EKBIS.CO, JAKARTA -- Bank Indonesia (BI) mencatat aliran modal asing yang masuk ke pasar keuangan dalam negeri mencapai Rp 192,6 triliun sejak awal 2019 hingga 3 Oktober 2019. Dana masuk ini turut menjaga stabilitas nilai tukar rupiah dalam beberapa waktu terakhir dikisaran Rp 14.170-Rp 14.180 per dolar AS.
Gubernur BI Perry Warjiyo di Jakarta, Jumat, mengatakan terjaganya aliran modal asing yang masuk menunjukkan imbal hasil aset keuangan domestik masih menarik meskipun Otoritas Moneter telah menurunkan suku bunga acuan secara beruntun dalam tiga bulan terakhir. BI menurunkan suku bunga sebanyak 0,75 persen menjadi 5,25 persen.
BI dalam Rapat Dewan Gubernur periode September 2019 juga memberi isyarat untuk kemungkinan pelonggaran kembali kebijakan moneter ataupun makroprudensial. Selain itu, ujar Perry, fundamental ekonomi Tanah Air sebagai salah satu negara berkembang masih prospektif di tengah gejolak yang melanda perekonomian global, yang disusul era pelonggaran kebijakan moneter negara-negara di dunia.

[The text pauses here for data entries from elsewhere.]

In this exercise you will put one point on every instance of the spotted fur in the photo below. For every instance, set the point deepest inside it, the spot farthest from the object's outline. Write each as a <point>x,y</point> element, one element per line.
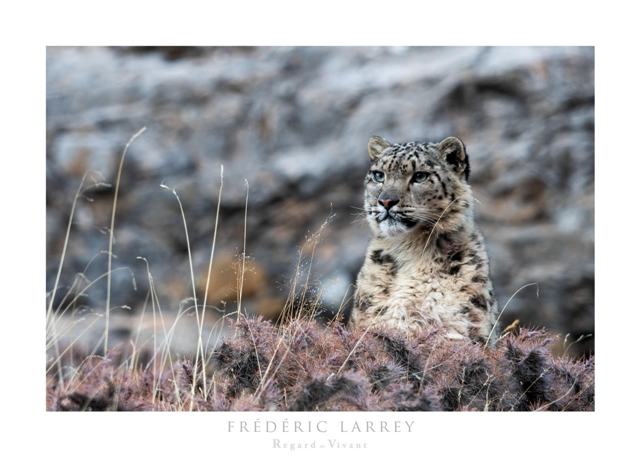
<point>427,261</point>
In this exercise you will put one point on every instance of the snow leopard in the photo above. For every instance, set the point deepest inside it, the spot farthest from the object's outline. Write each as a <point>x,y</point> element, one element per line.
<point>427,262</point>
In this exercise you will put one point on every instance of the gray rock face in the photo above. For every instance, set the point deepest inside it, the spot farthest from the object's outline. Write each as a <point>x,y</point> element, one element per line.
<point>293,124</point>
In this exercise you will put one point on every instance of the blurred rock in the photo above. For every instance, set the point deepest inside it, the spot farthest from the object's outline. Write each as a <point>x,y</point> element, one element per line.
<point>294,123</point>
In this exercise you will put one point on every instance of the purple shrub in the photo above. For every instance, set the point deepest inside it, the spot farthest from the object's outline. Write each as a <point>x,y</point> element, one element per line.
<point>307,366</point>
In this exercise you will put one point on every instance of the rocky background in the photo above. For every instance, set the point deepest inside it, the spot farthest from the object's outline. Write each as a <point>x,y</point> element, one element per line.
<point>292,124</point>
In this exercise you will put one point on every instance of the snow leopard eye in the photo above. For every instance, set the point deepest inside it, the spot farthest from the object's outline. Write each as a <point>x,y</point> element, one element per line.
<point>378,176</point>
<point>420,176</point>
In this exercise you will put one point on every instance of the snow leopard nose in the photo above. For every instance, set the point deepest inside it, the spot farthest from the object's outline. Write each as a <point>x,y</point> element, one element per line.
<point>388,201</point>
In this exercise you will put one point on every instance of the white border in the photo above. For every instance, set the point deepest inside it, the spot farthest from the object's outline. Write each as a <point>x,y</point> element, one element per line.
<point>29,27</point>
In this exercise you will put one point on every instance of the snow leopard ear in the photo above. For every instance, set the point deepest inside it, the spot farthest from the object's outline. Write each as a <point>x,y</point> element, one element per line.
<point>454,152</point>
<point>377,145</point>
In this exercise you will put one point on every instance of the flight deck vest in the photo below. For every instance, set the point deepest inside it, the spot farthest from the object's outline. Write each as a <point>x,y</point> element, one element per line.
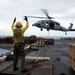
<point>18,36</point>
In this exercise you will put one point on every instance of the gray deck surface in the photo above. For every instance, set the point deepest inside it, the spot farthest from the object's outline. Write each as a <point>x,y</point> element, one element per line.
<point>59,54</point>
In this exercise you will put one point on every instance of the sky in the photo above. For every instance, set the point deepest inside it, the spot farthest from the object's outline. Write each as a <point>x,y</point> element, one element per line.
<point>62,10</point>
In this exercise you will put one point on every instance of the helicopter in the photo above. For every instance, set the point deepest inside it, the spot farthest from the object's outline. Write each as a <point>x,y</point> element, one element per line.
<point>50,24</point>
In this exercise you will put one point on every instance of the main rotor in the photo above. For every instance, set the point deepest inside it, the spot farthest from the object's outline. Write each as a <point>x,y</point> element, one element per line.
<point>45,12</point>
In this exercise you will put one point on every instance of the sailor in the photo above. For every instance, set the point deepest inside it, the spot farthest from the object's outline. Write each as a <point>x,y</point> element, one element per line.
<point>18,35</point>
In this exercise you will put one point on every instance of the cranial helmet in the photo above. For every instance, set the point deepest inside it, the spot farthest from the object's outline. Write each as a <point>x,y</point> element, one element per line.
<point>18,25</point>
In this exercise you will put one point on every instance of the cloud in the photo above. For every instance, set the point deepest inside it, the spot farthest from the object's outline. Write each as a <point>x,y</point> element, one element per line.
<point>18,8</point>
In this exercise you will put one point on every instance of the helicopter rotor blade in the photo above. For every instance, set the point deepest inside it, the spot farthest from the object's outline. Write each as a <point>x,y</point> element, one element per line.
<point>46,13</point>
<point>35,17</point>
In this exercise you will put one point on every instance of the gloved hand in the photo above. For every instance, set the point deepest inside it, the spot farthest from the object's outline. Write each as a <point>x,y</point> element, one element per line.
<point>25,18</point>
<point>14,20</point>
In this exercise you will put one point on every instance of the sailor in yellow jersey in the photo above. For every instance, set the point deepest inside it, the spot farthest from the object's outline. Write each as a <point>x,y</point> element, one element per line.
<point>18,35</point>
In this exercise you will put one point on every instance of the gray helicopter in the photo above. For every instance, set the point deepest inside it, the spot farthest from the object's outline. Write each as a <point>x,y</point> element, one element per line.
<point>50,24</point>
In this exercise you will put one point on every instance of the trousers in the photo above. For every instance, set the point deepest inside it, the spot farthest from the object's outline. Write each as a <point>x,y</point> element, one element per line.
<point>19,52</point>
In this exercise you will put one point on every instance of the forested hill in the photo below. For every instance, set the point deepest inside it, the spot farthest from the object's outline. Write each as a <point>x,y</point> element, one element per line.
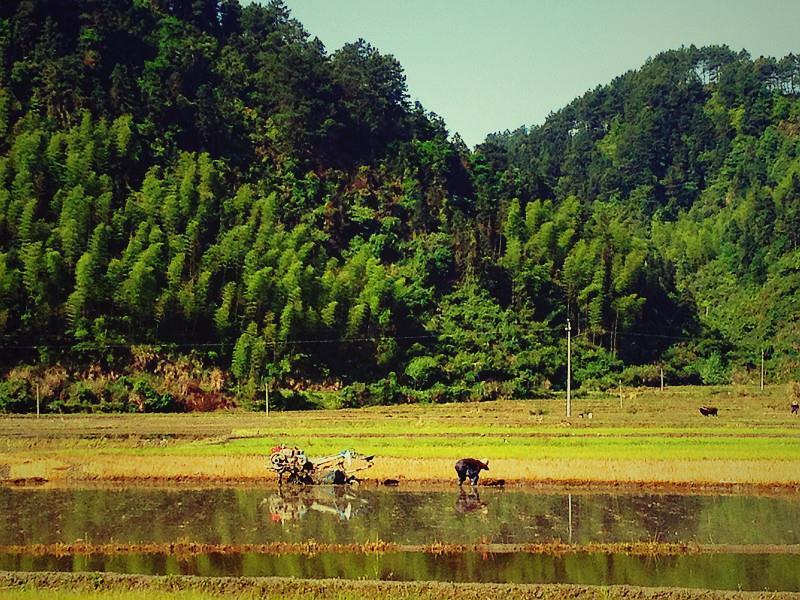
<point>197,197</point>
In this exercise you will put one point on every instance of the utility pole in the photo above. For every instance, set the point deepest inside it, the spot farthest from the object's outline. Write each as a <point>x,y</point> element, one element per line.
<point>569,369</point>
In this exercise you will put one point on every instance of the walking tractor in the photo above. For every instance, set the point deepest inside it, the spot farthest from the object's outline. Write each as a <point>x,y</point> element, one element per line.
<point>292,464</point>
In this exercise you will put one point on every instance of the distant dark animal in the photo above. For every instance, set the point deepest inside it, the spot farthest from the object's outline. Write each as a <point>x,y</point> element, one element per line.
<point>470,468</point>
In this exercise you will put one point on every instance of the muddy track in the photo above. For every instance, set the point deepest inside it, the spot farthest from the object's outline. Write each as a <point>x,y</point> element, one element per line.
<point>313,589</point>
<point>542,485</point>
<point>554,548</point>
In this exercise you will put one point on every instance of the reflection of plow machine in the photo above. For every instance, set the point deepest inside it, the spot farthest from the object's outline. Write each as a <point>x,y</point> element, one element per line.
<point>293,465</point>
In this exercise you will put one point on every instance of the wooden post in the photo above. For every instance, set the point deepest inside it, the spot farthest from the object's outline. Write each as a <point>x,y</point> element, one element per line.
<point>570,517</point>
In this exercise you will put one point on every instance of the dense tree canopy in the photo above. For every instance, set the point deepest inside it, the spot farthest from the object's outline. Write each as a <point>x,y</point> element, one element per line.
<point>204,183</point>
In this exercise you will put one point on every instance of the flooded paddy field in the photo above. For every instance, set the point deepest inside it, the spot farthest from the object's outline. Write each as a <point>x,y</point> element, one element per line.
<point>748,542</point>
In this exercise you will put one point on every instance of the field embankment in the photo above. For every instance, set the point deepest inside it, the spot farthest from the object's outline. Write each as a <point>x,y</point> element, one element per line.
<point>646,437</point>
<point>95,586</point>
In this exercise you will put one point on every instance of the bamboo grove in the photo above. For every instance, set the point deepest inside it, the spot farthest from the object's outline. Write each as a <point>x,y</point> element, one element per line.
<point>197,197</point>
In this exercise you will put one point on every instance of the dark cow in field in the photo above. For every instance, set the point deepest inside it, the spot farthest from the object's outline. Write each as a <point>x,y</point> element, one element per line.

"Modal asing masuk ke Surat Berharga Negara terus berlanjut yang menunjukkan imbal hasil (yield) kita tetap menarik, prospek ekonomi Indonesia juga masih membaik," ujarnya, Jumat (4/10).
Adapun dari arus modal asing masuk tersebut, sebanyak Rp 137,9 triliun masuk ke instrumen Surat Berharga Negara (SBN). Kemudian, sebesar Rp 52,4 triliun ke saham dan sisanya ke obligasi korporasi serta Sertifikat Bank Indonesia (SBI).

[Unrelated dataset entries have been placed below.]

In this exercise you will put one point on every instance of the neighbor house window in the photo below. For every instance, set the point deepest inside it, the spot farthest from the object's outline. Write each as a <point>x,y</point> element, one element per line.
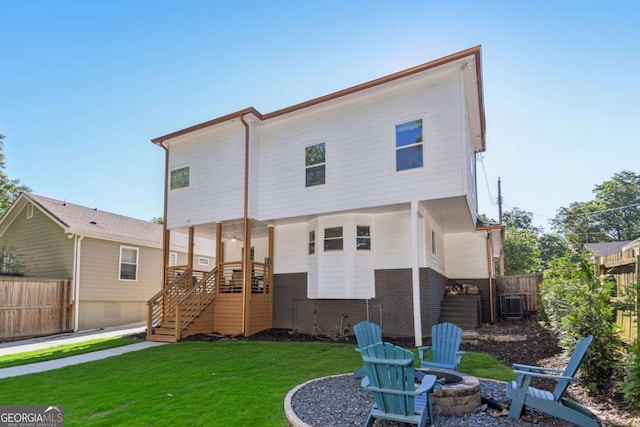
<point>128,263</point>
<point>179,178</point>
<point>363,238</point>
<point>314,161</point>
<point>333,239</point>
<point>312,242</point>
<point>409,145</point>
<point>173,259</point>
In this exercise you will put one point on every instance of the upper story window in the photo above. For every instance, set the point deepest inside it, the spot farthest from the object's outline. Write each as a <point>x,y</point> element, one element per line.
<point>128,263</point>
<point>173,259</point>
<point>409,145</point>
<point>333,239</point>
<point>363,238</point>
<point>314,161</point>
<point>179,178</point>
<point>312,242</point>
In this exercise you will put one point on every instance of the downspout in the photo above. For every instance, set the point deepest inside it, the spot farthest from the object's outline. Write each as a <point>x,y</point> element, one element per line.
<point>77,250</point>
<point>165,237</point>
<point>246,261</point>
<point>489,269</point>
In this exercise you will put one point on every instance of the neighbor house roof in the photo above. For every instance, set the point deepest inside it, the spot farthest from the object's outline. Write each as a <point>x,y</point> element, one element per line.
<point>92,222</point>
<point>474,51</point>
<point>606,248</point>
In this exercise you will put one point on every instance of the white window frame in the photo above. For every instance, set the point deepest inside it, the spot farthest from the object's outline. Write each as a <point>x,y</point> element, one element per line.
<point>122,248</point>
<point>176,169</point>
<point>311,239</point>
<point>325,239</point>
<point>397,149</point>
<point>315,165</point>
<point>173,259</point>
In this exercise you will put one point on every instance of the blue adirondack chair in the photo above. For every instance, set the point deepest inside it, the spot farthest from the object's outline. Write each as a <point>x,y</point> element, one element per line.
<point>445,347</point>
<point>553,403</point>
<point>390,376</point>
<point>367,333</point>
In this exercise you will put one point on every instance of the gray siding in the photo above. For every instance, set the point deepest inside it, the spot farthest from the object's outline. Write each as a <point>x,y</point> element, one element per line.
<point>46,249</point>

Pada Jumat di pembukaan pasar, nilai tukar (kurs) rupiah di spot sebesar 36 poin atau 0,25 persen menjadi Rp 14.137 per dolar AS dibanding posisi sebelumnya Rp 14.173 per dolar AS.
Secara terpisah, Kepala Riset Monex Investindo Future Ariston Tjendra mengemukakan penguatan nilai tukar rupiah dipicu meningkatnya ekspetasi pasar akan pemangkasan kembali suku bunga acuan Bank Sentral AS The Federal Reserve di sisa tahun menyusul masih lemahnya perekonomian AS. Indeks manufaktur AS yang dirilis oleh Institute for Supply Management (ISM) mengalami kontraksi ke level 47.8 di bulan September. Setiap angka di bawah level 50 sinyalkan kontraksi.
Sedangkan, indeks non manufaktur dari ISM di level 52,6 untuk periode September. Sebelumnya para ekonom memperkirakan di level 55,3.
Selanjutnya, ia mengatakan fokus pasar akan tertuju pada rangkaian data tenaga kerja AS lainnya, di antaranya laporan 'Non-Farm Payroll'. Bila hasil yang dilaporkan turun dari data bulan sebelumnya, maka spekulasi pemangkasan suku bunga acuan AS semakin kuat di pasar.
"Pada akhir Oktober ini, sedianya the Fed akan melaksanakan Komite Pasar Terbuka Federal (FOMC), kebijakan suku bunga akan menjadi sorotan," katanya.